My Trill's A Warble

Warblings by Nadene Thériault-Copeland

Celebrate World Listening Day 2017

We Have Art in our Nature
by Nadene Thériault-Copeland

July 18 is World Listening Day, an annual global event first initiated in 2010 by the World Listening Project to commemorate the birthday of R. Murray Schafer, a Canadian composer, music educator and writer who is known for his influential book The Tuning of the World and his role in the World Soundscape Project.  Schafer first coined the term soundscape, referring to the soundscape as an acoustic environment consisting of events heard, rather than objects seen.

World Listening Day 2017 is an opportunity to consider and engage one another with an ear to our environment, to understand our shared role in making and listening across generations, disciplines and communities, and to reflect and honor the life and legacy of Pauline Oliveros, an influential pioneer of electronic music composition and improvisation, and a founder of the practice Deep Listening.

This year’s theme is Listening to the Ground
Sometimes we walk on the ground, sometimes on sidewalks or asphalt, or other surfaces.

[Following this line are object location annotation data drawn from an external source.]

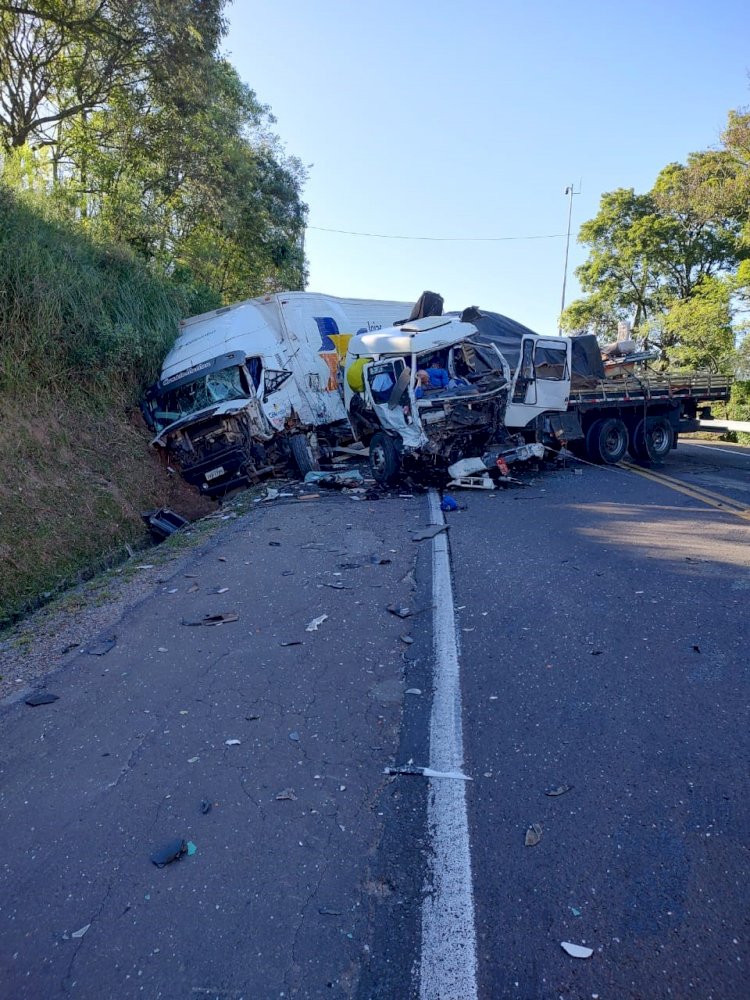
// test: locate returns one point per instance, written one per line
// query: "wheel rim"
(660, 439)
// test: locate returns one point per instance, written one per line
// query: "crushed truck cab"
(430, 393)
(251, 387)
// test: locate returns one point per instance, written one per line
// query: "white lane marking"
(448, 968)
(710, 447)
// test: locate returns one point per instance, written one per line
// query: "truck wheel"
(607, 441)
(660, 436)
(385, 461)
(303, 455)
(652, 439)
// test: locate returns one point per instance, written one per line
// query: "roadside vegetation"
(674, 263)
(140, 182)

Can we find ground to walk on and can we listen for the sound or sounds of ground? Are we losing ground? Can we find new ground by listening for it?—Pauline Oliveros (1932-2016)

New Adventures in Sound Art’s World Listening Day events are on July 15 with composer and sound healer Wendalyn Bartley (workshop and performance at NAISA North Media Arts Centre in South River).

Take a 1/2 hour out of your day on July 18th and go on a soundwalk.

What is a soundwalk? In a soundwalk, we listen to the environment around us by (re)focusing our ears so that we can listen without relying on visual input.  During a SOUNDwalk, we can focus on many aspects of the acoustic environment by:  listening as if it were a musical composition, in which all of the parts are creating a piece for us; listening socially for sounds that effect and interact with each other, as in ‘call and response,’ or a conversation: listening for special resonances where a footstep might echo or bounce off structures in interesting ways.

Links:

World Listening Project:
www.worldlisteningproject.org

Aracana Editions carries all of R. Murray Schafer’s educational books
www.patria.org/arcana/arcbooks.html

World Forum for Acoustic Ecology
www.wfae.net

New Adventures in Sound Art
www.naisa.ca

Nadene Thériault-Copeland is the Executive Director of New Adventures in Sound Art and co-owner of Warbler’s Roost in South River.  She studied composition with James Tenney at York University where she received her B.A. Spec. Hons. Music in 1991.